Defendant also argues that 18 U.S.C. § 1591 chills the actions of shelters and support organizations that seek to provide support to sex workers. (Def. Mem. at 21-22.) Defendant further argues that such organizations "are often rooted in religious, political, or social beliefs that are protected under the First Amendment." (Id. at 22.)
The First Amendment includes the "right to associate with others in pursuit of a wide variety of political, social, economic, educational, religious, and cultural ends." Boy Scouts of Am. v. Dale, 530 U.S. 640, 647, 120 S.Ct. 2446, 147 L.Ed.2d 554 (2000); see also Sanitation & Recycling Indus., 107 F.3d at 996 (stating that expressive association "protects the right of individuals to associate for purposes of engaging in activities protected by the First Amendment, such as speech, assembly, the exercise of religion, or petitioning for the redress of grievances"). The Court assumes, for purposes of this motion, that 18 U.S.C. § 1591 may, hypothetically, be applied to circumscribe the expressive association rights of "hospitals, counseling services and soup kitchens," as argued by Defendant. (Def. Mem. at 27.) However, the Court is not persuaded that 18 U.S.C. § 1591 substantially burdens expressive association rights. Any possible infringement upon the expressive association of hospitals, counseling services and soup kitchens working with known victims of sex trafficking is indirect and incidental to the plainly legitimate scope of 18 U.S.C. § 1591 which properly seeks to eliminate the "largest manifestation of slavery today." See 22 U.S.C. § 7101, Trafficking Victims Protection Act of 2000, Pub. L. No. 106-386, § 102(b)(1), 114 Stat. 1464 (2000) (codified as amended at 18 U.S.C. § 1589 et seq.) Therefore, Defendant's overbreadth challenge is denied.

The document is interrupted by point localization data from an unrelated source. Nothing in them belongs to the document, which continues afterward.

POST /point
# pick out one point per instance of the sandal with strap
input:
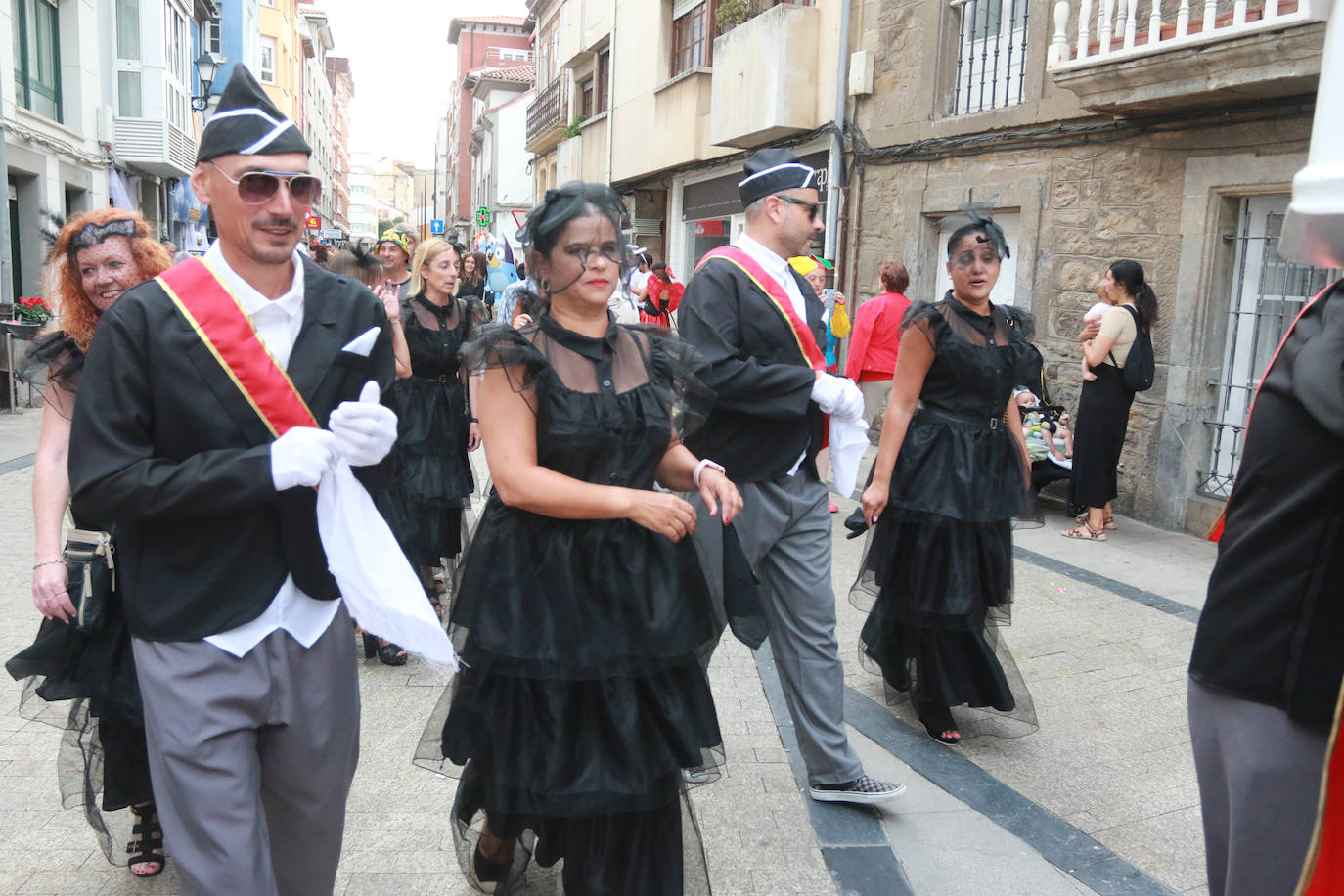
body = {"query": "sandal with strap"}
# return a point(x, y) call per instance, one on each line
point(940, 724)
point(147, 841)
point(435, 598)
point(387, 653)
point(1085, 533)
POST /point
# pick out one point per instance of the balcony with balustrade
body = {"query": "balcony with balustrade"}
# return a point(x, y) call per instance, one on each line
point(1145, 57)
point(549, 115)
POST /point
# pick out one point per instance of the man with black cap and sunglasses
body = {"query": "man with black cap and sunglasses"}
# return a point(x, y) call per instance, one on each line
point(200, 431)
point(758, 323)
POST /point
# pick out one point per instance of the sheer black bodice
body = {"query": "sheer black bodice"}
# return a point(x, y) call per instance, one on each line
point(434, 334)
point(425, 504)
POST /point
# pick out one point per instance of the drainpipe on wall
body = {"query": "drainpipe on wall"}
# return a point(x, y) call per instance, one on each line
point(610, 97)
point(6, 259)
point(837, 139)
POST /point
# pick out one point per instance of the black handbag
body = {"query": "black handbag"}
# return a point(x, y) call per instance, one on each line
point(90, 575)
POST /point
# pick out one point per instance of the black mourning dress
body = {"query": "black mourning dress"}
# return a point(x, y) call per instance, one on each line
point(425, 506)
point(581, 698)
point(85, 683)
point(937, 574)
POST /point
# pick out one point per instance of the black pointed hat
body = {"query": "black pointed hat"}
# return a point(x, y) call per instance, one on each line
point(772, 171)
point(246, 121)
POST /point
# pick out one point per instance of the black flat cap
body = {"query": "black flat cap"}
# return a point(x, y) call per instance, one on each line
point(772, 171)
point(248, 122)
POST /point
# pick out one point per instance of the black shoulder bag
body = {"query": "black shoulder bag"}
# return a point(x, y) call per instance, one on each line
point(1140, 366)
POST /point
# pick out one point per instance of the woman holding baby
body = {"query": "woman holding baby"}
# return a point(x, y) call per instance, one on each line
point(1103, 403)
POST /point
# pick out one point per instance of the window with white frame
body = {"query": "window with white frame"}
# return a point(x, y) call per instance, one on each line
point(266, 65)
point(214, 36)
point(991, 54)
point(1268, 293)
point(179, 66)
point(126, 65)
point(36, 57)
point(693, 42)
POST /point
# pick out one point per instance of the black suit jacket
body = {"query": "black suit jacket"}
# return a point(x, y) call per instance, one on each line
point(764, 417)
point(165, 446)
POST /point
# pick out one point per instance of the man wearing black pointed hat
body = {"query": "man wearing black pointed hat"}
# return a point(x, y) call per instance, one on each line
point(759, 326)
point(241, 645)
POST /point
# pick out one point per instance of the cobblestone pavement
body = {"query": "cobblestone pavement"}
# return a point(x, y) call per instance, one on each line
point(1111, 756)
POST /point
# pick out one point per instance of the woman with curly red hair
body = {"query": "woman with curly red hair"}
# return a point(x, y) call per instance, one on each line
point(97, 256)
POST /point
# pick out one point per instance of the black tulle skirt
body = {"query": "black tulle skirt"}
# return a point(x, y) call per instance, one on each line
point(85, 684)
point(426, 503)
point(937, 578)
point(581, 704)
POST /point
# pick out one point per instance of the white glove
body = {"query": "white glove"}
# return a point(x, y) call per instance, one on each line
point(365, 430)
point(300, 457)
point(837, 395)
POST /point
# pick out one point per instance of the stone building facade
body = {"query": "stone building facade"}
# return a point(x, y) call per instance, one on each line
point(1154, 150)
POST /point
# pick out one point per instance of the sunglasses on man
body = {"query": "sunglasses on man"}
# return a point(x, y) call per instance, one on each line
point(258, 187)
point(813, 208)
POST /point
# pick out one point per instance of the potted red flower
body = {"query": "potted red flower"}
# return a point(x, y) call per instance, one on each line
point(28, 316)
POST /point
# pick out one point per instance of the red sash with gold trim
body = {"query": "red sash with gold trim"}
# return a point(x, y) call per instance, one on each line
point(779, 297)
point(222, 324)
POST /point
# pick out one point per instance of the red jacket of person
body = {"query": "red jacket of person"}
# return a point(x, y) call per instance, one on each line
point(875, 337)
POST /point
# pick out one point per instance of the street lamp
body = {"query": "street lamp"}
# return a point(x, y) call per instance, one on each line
point(205, 68)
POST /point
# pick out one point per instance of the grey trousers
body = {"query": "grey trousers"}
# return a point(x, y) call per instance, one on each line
point(251, 759)
point(785, 532)
point(1260, 778)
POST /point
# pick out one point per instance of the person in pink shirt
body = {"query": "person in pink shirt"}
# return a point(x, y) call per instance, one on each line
point(875, 338)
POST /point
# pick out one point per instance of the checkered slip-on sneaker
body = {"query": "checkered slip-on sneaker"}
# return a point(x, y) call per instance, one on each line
point(865, 791)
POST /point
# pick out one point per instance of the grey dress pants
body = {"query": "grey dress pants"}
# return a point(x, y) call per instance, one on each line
point(1260, 780)
point(785, 532)
point(251, 759)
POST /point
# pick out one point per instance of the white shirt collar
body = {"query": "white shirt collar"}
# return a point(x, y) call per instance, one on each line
point(765, 256)
point(251, 301)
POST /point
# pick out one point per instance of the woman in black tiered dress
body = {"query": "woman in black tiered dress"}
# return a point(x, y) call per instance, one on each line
point(435, 424)
point(581, 607)
point(85, 681)
point(952, 471)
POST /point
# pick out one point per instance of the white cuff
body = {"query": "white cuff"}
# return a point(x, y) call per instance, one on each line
point(699, 468)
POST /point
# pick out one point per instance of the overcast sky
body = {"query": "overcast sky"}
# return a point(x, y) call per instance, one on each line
point(402, 66)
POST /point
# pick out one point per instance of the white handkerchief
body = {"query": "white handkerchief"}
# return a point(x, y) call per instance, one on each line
point(363, 344)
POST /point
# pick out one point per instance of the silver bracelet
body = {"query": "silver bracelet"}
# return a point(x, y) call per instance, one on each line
point(699, 468)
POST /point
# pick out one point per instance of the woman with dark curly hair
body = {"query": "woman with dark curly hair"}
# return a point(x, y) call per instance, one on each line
point(1103, 403)
point(952, 471)
point(582, 608)
point(97, 256)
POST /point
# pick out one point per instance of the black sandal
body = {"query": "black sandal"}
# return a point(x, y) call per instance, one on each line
point(435, 598)
point(387, 653)
point(937, 720)
point(147, 841)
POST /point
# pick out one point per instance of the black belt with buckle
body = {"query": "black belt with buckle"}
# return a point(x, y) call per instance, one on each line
point(959, 420)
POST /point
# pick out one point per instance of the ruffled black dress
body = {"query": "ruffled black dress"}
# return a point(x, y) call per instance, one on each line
point(581, 698)
point(85, 683)
point(425, 506)
point(937, 574)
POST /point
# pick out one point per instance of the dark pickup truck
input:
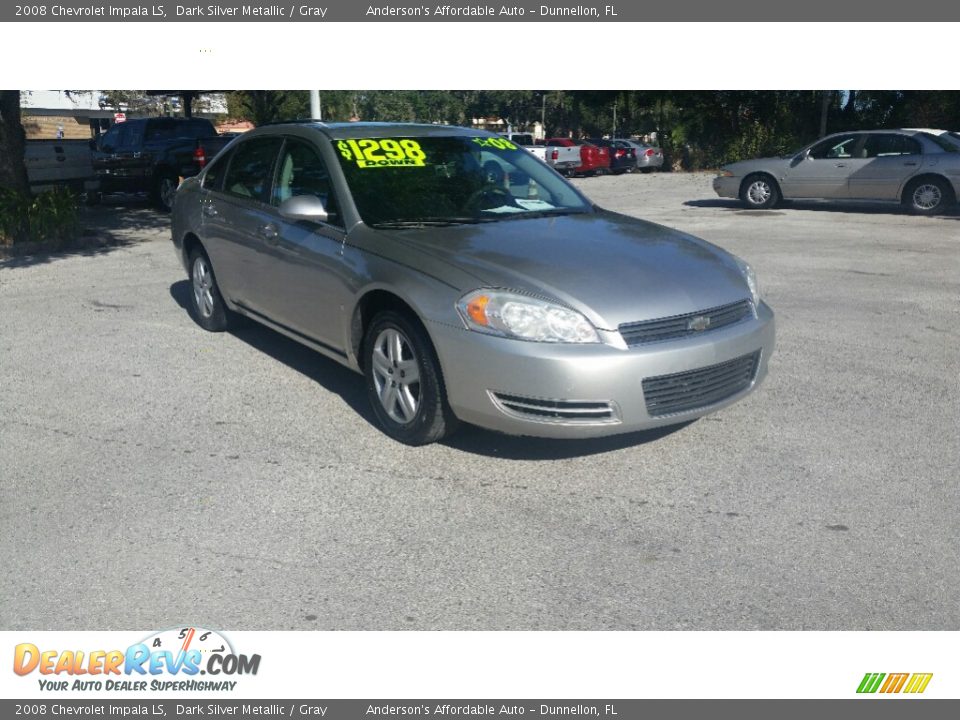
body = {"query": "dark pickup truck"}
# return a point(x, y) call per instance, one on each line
point(153, 154)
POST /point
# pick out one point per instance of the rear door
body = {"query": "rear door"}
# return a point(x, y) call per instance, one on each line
point(891, 158)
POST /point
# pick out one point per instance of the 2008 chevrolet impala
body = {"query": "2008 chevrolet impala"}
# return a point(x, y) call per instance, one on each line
point(468, 281)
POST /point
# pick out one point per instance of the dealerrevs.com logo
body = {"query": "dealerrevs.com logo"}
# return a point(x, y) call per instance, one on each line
point(894, 683)
point(168, 660)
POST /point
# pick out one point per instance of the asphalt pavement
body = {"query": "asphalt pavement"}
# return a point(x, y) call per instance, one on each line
point(153, 474)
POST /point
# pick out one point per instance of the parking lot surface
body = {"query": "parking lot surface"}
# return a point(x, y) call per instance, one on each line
point(153, 474)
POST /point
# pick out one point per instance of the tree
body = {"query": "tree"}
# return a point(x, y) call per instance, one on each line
point(13, 171)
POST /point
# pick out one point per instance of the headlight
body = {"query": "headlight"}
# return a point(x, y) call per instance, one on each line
point(498, 312)
point(751, 277)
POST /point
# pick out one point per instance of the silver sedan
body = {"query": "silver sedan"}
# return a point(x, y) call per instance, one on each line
point(918, 168)
point(649, 157)
point(467, 281)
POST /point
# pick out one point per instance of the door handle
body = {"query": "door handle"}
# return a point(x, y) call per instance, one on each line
point(269, 233)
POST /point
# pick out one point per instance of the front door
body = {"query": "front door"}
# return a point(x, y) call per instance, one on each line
point(825, 169)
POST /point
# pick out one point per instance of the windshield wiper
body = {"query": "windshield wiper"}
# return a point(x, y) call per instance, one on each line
point(541, 213)
point(429, 222)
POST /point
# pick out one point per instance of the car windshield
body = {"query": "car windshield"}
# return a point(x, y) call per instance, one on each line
point(411, 181)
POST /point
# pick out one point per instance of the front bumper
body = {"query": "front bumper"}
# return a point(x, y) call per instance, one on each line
point(480, 370)
point(727, 186)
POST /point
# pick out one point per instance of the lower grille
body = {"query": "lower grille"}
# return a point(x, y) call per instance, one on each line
point(695, 389)
point(566, 411)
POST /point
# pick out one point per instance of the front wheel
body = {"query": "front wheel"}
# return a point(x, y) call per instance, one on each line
point(927, 196)
point(404, 382)
point(759, 192)
point(206, 302)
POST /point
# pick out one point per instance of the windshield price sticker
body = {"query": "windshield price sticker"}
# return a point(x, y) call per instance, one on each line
point(497, 143)
point(382, 152)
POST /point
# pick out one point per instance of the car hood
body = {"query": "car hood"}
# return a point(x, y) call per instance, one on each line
point(613, 268)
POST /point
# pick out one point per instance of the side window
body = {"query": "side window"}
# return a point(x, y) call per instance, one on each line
point(835, 147)
point(302, 172)
point(250, 174)
point(131, 136)
point(111, 139)
point(890, 146)
point(213, 177)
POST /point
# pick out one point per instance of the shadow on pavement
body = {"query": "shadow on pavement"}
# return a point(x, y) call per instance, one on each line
point(330, 374)
point(350, 386)
point(120, 221)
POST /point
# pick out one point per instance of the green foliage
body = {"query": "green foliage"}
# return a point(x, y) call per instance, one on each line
point(49, 217)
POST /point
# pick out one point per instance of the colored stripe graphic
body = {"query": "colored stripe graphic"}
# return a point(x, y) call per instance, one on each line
point(918, 683)
point(894, 682)
point(870, 682)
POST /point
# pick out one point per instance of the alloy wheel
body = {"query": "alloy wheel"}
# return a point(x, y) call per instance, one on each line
point(396, 375)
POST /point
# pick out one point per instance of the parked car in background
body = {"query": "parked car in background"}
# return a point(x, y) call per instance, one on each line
point(528, 143)
point(61, 163)
point(623, 157)
point(918, 168)
point(572, 157)
point(154, 154)
point(524, 309)
point(649, 157)
point(563, 155)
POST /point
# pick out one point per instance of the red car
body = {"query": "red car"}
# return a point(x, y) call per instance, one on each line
point(577, 158)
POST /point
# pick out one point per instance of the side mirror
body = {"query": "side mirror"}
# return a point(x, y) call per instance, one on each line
point(304, 207)
point(799, 158)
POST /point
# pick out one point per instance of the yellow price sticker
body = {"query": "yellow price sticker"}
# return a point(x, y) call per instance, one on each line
point(382, 152)
point(497, 143)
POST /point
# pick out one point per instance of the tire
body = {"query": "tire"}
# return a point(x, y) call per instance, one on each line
point(759, 192)
point(928, 196)
point(164, 191)
point(404, 383)
point(206, 302)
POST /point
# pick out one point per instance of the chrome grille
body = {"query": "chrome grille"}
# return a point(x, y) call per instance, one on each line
point(679, 326)
point(695, 389)
point(567, 411)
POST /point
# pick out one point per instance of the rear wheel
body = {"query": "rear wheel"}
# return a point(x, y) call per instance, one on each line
point(165, 190)
point(759, 192)
point(928, 196)
point(403, 381)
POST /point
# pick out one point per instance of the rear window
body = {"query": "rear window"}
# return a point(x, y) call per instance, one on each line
point(942, 141)
point(171, 128)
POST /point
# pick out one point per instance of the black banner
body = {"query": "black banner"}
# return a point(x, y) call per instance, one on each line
point(382, 11)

For the foregoing reasons, the Court denies Defendant's motion to dismiss all counts brought pursuant to 18 U.S.C. § 1591.
SO ORDERED.
Whether the right to intimate association finds its home in the First or Fourteenth Amendment becomes important because "[t]he facial overbreadth doctrine is restricted in its application, . . . and is `not recognized. . . outside the limited context of the First Amendment.'" Musser v. Mapes, 718 F.3d 996, 1001 (8th Cir.2013) (second alteration in original) (quoting United States v. Salerno, 481 U.S. 739, 745, 107 S.Ct. 2095, 95 L.Ed.2d 697 (1987)). Thus, it is not clear that an overbreadth challenge based on the right to intimate association is viable. The Second Circuit has yet to rule on this issue. See Sanitation & Recycling Indus., Inc. v. City of New York, 107 F.3d 985, 996 (2d Cir.1997) ("Under the circumstances, we do not need to decide whether overbreadth attacks apply to alleged infringements of the right to intimate association as they do to First Amendment rights, or whether overbreadth challenges do not apply because, as several circuits have held, the right to intimate association lies not in the First but in the Fourteenth Amendment."); cf. Corso v. Fischer, 983 F.Supp.2d 320, 330 (S.D.N.Y.2013) ("It `has not been authoritatively determined' whether this right to intimate association is implied in the First Amendment or exists as a fundamental liberty interest protected by the Due Process Clause of the Fourteenth Amendment." (quoting Adler v. Pataki, 185 F.3d 35, 42 (2d Cir. 1999))). For the purposes of this motion, the Court assumes that Defendant may facially challenge 18 U.S.C. § 1591 based on his right to intimate association.